「中くらいの幸せの味」 小学生商店街のために

 
国土社 1540円

 小学5年生の盛太郎(せいたろう)のうちは、けやき町商店街にある中華(ちゅうか)料理屋さん。看板(かんばん)料理は中華丼(どん)! けっこう人気があるのだが、近くにファミレスができてからお客さんが減(へ)っている。そんな時に父ちゃんが交通事故(じこ)でけがをして入院。店の出前もできなくなってしまった。

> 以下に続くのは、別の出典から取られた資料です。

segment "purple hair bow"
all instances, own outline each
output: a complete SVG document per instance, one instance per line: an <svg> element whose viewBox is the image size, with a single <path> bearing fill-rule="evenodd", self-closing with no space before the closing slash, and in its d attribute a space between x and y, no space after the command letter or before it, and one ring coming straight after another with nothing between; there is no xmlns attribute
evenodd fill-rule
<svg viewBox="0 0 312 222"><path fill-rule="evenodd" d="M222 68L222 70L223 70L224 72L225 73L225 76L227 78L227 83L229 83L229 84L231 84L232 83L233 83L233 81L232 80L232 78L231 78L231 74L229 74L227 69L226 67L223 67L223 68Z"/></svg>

 父ちゃんに「家のことを頼(たの)むぞ」と言われた盛太郎だが、店の手伝いをする気は全くない。心配して手伝いに来てくれた米屋さんの娘(むすめ)、同級生のすずに「自分の家のピンチ、真剣(しんけん)に考えて!」と怒(おこ)られてしまう。病院に行く途中(とちゅう)に聞いた電器屋さんの休業の話を父ちゃんにすると、「商店街のどの店も客が減っている」と教えられた。うちだけの問題ではなかったのだと知った盛太郎は...。

 いろいろな出来事をきっかけに、無関心だった店や商店街のことを真剣に考える盛太郎がたくましい。子どもたちの熱意に刺激(しげき)を受け、前向きになっていく大人にもエールを送りたくなる。頑張(がんば)れ小学生! 中学年から。